The controversy created by the campaign is not a compelling reason for it not to be tried in Britain. The press officer for the Rainbow group, Jan Schwertner, is at pains to emphasize that they are not the first to link the topics of AIDS and dictators. In other words, the approach is not original, but is rather a deliberate tactic to shock the audience and elicit purported response. As Schwertner alludes, the earlier awareness campaigns featuring vegetables were not nearly as successful due to lack of provocative elements in the ads. The effectiveness of the new tactics is proven by the fact that young people have reacted positively to the campaign. From the point of view of the Rainbow group, the campaign has been a success. In the end, it all boils down to the old adage – ‘there is no such thing as bad publicity’. (Hans, www.spiegel.de, 2009) Hence, the controversial nature of the ad campaign is not disincentive enough for it to be tried in Britain, or for that matter in Sub-Saharan Africa.
When one looks back at the history of advertisement, the concept of employing popular cultural icons is a proven method of garnering attention to a brand. Though, figures such as Hitler, Stalin and Saddam Hussein are perceived negatively by the general public, they do fit the idea of celebrity endorsement. A very prominent example is the 1998 campaign headed by Television personality Joan Lunden, who also suffered from allergies. Claritin employed Lunden for allergy controlling products. Likewise, Bob Dole was seen endorsing for Viagra as he himself was suffering from and erectile dysfunction. This trend had now snowballed into big phenomenon with more celebrities pitching an ever-expanding array of prescription drugs on popular mainstream media. Thus, one can understand the reasoning behind using notorious figures in the awareness campaign. (Gorin, 2002, p.58)
Concerns pertaining to the effectiveness of the campaign in the United Kingdom will be dispelled when one analyses the ad through an ethical framework. For example, a common framework of media ethics has been adopted by radio, television and newspaper associations across Europe and North America. The ad campaign in question meets most criteria set out in the ethical code. For instance, an area of consensus that journalists and ad professionals from various mediums have agreed upon is in the judicious choice of facts and photographs that is published or shown in their reports. This code was accepted on the grounds that blatant truth can sometimes offend or hurt the sentiments of certain communities. But the flip side of this argument is the subtle ‘censorship’ that this subjects journalists to. In this context the AIDS awareness campaign in question can be seen to bring greater common good for British citizens at the cost of causing some minor discomfort.
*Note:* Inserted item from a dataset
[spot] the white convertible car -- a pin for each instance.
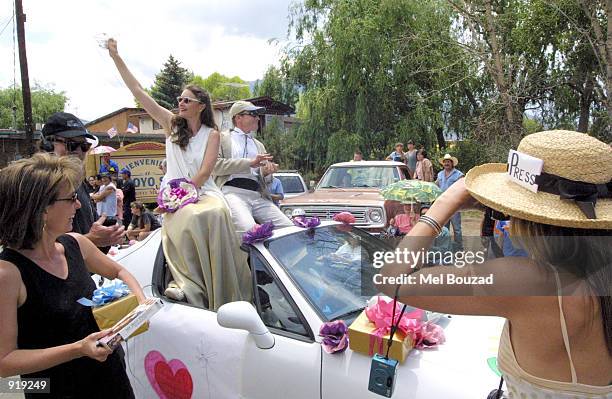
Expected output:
(272, 349)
The fact that the ad campaign in question is a social awareness campaign as against a commercial marketing campaign, makes the parameters of judging its content slightly different. Social marketing is defined as “the application of commercial marketing technologies to the analysis, planning, execution and evaluation of programs designed to influence the voluntary behaviour of target audiences in order to improve their personal welfare and that of society”. (Kotler, 2002, p.36) In a general sense, social marketing is a novel way of conceiving and implementing a very old human endeavour. From time immemorial, “there have been social systems, there have been attempts to inform, persuade, influence, motivate, to gain acceptance for new adherents to certain sets of ideas, to promote causes and to win over particular groups, to reinforce behaviour or to change it — whether by favour, argument or force”. (Bloom & Novelli, 1991, p.84) Its practical development is related to such disciplines as “advertising, public relations and market research, as well as to the work and experience of social activists, advocacy groups and community organizers” (Kotler, 2002, p.36). Since the advertisement featuring Hitler falls within the tradition of social marketing/awareness, it is bound to be efficacious in meeting its objectives.